Пролистал сейчас дневник и поразился тому, что в нем так мало о

Леночке, любимой и единственной, умершей два месяца и три дня назад. Иногда она читала мой дневник и говорила: “Разве это дневник? А где же мы с тобой? Ведь, кроме нас с тобой, тебя ничего не интересует. А-а, ты, наверное, пишешь не для себя, а для других ”. Вообще-то я собирался вдруг сесть и написать для нее пьесу, все придумывал и, сколько хорошего ни придумал, не придумал главного – о чем? Теперь я точно знаю, что пьесу для

Леночки не напишу, хотя знаю – о чем, но… И вот тут-то я замолчу, потому что, как сказала одна девочка, “ счастье не знает, что оно счастье, а вот горе знает, что оно горе ”. Я хотел бы, чтобы Леночка сидела рядом, а я писал свою галиматью.

Отныне это невозможно ”.

В журнале публикуется в несколько сокращенном виде дневник

Шерстюка последнего года жизни. Упоминаемые в нем лица входили в ближний круг художника – это члены семьи, друзья-художники, люди театра и кино, литераторы. Харак-тер текста, на мой взгляд, не требует комментариев.

Игорь КЛЕХ

ДНЕВНИК ПОСЛЕДНЕГО ГОДА

1997 год

9 апреля

Если постоянно из-за – нет, за любимого человека испытываешь страх, то интуиции больше никогда не будет. В страхе сгорит, и ветер страх раздует.

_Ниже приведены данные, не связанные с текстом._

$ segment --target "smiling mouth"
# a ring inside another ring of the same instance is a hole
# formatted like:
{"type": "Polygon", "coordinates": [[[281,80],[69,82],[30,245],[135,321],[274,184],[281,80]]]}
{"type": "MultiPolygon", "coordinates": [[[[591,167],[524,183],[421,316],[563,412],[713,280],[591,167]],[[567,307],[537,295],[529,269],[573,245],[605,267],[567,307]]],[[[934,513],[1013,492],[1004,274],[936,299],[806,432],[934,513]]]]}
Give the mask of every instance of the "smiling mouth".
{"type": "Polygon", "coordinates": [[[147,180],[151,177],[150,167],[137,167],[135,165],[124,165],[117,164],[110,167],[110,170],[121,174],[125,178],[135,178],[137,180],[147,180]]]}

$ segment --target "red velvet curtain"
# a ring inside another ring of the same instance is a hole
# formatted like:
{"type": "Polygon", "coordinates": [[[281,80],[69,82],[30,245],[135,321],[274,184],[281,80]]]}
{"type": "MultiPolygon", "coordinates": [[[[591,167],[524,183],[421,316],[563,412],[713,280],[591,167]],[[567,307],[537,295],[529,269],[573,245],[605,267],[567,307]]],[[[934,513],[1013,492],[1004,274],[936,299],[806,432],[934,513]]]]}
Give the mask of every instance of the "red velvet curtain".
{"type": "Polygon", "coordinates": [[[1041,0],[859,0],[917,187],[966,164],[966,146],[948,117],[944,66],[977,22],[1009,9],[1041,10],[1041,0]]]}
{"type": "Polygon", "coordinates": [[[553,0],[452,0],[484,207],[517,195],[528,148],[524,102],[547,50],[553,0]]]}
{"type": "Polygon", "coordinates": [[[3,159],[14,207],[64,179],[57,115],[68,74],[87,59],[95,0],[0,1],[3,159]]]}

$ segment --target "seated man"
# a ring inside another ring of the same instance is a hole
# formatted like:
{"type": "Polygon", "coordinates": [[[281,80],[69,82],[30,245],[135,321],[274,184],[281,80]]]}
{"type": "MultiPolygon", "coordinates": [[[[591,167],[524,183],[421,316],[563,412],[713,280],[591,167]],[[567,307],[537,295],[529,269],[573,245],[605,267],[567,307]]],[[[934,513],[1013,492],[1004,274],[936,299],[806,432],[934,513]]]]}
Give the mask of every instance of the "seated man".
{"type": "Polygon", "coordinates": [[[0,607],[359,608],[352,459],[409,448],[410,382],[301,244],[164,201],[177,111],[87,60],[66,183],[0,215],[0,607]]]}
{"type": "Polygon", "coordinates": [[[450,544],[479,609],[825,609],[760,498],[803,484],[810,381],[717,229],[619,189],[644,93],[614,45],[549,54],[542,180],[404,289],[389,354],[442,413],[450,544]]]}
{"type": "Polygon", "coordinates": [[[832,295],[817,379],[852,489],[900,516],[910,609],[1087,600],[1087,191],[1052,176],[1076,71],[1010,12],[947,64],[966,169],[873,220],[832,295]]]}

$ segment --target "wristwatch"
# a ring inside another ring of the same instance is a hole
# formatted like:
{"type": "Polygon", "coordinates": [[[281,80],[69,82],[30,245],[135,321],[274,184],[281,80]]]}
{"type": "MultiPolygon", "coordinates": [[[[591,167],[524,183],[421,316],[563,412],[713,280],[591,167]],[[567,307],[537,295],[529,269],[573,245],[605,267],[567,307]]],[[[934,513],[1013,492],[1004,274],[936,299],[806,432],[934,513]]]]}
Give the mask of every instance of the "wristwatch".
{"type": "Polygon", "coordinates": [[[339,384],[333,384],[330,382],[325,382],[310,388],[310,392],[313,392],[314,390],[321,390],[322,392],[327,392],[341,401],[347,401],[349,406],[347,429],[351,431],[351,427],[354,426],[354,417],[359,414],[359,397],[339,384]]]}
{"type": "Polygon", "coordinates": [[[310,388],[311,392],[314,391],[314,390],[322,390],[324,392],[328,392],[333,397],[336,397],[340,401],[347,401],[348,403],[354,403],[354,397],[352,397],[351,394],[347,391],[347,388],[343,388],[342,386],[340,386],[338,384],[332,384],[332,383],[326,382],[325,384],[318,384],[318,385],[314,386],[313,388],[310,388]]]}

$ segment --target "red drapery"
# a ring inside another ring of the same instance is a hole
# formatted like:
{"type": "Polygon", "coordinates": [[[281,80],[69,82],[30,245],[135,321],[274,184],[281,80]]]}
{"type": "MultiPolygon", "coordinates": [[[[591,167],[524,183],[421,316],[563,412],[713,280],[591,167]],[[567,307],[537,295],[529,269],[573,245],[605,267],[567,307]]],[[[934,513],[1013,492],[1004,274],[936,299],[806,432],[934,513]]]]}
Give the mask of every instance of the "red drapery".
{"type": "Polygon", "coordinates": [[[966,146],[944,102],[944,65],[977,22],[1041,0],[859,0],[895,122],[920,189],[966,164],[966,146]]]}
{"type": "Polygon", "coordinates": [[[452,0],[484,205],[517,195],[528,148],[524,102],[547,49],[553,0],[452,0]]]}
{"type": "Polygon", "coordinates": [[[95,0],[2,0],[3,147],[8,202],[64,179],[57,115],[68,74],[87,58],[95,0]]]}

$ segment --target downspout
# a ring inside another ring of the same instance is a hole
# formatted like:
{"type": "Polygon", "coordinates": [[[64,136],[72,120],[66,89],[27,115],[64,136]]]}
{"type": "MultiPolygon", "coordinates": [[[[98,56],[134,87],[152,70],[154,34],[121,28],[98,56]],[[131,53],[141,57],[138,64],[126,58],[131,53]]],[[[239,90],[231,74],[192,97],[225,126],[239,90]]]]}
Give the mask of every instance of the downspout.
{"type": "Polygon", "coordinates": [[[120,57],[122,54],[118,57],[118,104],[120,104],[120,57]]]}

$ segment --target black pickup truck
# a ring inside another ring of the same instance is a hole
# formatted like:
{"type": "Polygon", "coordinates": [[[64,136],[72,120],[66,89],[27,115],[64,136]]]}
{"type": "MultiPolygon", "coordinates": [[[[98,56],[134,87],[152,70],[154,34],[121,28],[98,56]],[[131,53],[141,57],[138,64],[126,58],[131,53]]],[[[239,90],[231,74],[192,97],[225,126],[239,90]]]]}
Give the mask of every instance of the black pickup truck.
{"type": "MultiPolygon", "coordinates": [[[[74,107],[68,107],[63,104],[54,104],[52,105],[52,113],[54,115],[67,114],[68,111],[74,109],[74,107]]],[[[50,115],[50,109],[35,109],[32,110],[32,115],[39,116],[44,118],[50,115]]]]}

Не сдал сегодня вождение: заглох мотор. Такого со мной никогда не было. Или уже пора? Пишу с ошибками. Ошибки – слабость. Я всегда делаю ошибки, когда слаб. Вполне возможно, что слаб давно, только механически полагал, что не слаб. А ведь давно уже, наверное, представляю из себя потерянного героя. У нас был герой, да мы потеряли, ау! Да и хрен с ним. Где же Лена? Почему не дал ей вчера пейджер? Она не звонит. Господи, не изменяет ведь, а больно. Эта ‹N.› со своим кино чумовым – чума. Я ведь почувствовал, что в это дерьмо Лене нельзя, но нет, говорю, давай… Лишь бы снималась, думал. Лишь бы. Вот где мохнатый.

Скучно? Разумеется, постыло? Хрен вам. Скучен страх, а постылое

– энергия и сила, ежедневная и созидательная. “Уйди, постылый!

” – сказала умирающая новорожденному. Главное – сделать из гения обывателя и тут же заклеймить гениев за презрение к обывателям.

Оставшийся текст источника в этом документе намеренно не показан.